En observant la présence continue des navires de guerre de la Chine communiste dans et autour du détroit de Taïwan ces dernières années, divers experts ont exprimé leur conviction que ces déploiements visent non seulement à soumettre Taïwan, mais aussi à repousser ou à engager les forces d’intervention d’autres pays.
Si le Parti communiste chinois (PCC) décidait d’envahir ou de bloquer Taïwan, Pékin risquerait d’entrer en conflit avec les États-Unis et ses alliés, comme le Japon ou l’Australie, qui disposent d’importantes forces aériennes et navales.

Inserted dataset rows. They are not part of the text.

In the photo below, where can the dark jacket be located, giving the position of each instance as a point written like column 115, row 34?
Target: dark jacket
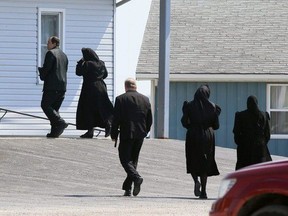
column 251, row 135
column 94, row 107
column 132, row 115
column 54, row 70
column 200, row 118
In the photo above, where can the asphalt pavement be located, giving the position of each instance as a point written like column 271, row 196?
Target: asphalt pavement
column 73, row 176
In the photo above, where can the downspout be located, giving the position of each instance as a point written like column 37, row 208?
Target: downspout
column 122, row 2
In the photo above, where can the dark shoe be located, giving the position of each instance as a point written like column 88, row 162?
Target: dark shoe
column 127, row 193
column 59, row 130
column 203, row 195
column 137, row 186
column 197, row 191
column 108, row 130
column 50, row 135
column 89, row 134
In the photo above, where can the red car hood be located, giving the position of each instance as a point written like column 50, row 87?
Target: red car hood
column 278, row 168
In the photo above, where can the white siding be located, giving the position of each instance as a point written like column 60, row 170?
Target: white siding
column 88, row 24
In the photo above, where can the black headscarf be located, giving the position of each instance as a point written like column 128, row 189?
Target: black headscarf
column 90, row 55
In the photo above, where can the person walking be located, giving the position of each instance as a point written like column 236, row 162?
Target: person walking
column 132, row 114
column 200, row 118
column 54, row 75
column 251, row 134
column 94, row 106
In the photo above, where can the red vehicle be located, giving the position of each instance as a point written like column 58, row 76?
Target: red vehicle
column 258, row 190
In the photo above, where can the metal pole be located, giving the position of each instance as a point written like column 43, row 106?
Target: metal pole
column 164, row 70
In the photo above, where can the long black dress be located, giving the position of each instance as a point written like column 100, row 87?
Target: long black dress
column 251, row 135
column 200, row 117
column 94, row 106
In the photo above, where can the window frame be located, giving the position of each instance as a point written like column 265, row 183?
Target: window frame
column 275, row 136
column 62, row 30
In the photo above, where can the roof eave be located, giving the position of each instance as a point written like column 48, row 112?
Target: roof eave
column 271, row 78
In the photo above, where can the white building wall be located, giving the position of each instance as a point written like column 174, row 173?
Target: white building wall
column 87, row 24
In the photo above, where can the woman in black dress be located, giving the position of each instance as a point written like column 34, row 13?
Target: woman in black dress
column 94, row 107
column 200, row 118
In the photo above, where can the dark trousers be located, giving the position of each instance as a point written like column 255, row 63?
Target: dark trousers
column 129, row 150
column 50, row 104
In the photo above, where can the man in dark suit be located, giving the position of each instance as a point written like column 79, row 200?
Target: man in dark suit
column 252, row 134
column 132, row 114
column 54, row 75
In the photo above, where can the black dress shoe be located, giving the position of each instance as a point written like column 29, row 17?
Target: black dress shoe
column 88, row 135
column 137, row 186
column 203, row 195
column 127, row 193
column 58, row 130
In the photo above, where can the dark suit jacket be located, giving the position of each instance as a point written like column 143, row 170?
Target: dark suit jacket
column 132, row 115
column 54, row 70
column 251, row 139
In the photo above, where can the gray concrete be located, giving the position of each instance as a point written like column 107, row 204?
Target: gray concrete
column 69, row 176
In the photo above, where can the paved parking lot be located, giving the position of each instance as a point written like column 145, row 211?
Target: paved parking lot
column 69, row 176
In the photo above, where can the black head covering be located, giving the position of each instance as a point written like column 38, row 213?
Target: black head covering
column 202, row 95
column 252, row 105
column 90, row 55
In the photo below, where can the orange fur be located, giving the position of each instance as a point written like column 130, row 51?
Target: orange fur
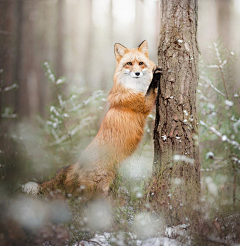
column 121, row 129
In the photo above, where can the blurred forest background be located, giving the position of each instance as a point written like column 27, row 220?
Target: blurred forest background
column 77, row 38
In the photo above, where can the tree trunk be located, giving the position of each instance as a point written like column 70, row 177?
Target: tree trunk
column 176, row 162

Le 29 janvier, le quotidien japonais Yomiuri Shimbun a publié un article faisant état du déploiement quasi-constant de quatre navires de guerre de l’Armée populaire de libération (APL) en autant de points dans les eaux entourant Taïwan depuis août 2022, date à laquelle Nancy Pelosi, alors présidente de la Chambre des représentants des États-Unis, s’est rendue sur l’île.
En maintenant une présence navale dans le détroit de Taïwan et à l’est de l’île, l’APL exerce une pression continue sur l’armée taïwanaise depuis de multiples directions. Les navires forment également un écran entre Taïwan et les îles administrées par le Japon, ce qui compliquerait les efforts déployés par les pays alliés pour soutenir Taïwan dans une guerre hypothétique.
Refuser l’accès à certaines zones
Taïwan et les îles environnantes constituent le dernier territoire de la République de Chine (ROC), qui a été vaincue sur le continent chinois en 1949 par le PCC à l’issue d’une guerre civile de plusieurs décennies. Pékin revendique donc Taïwan comme une partie inaliénable de sa « République populaire » communiste.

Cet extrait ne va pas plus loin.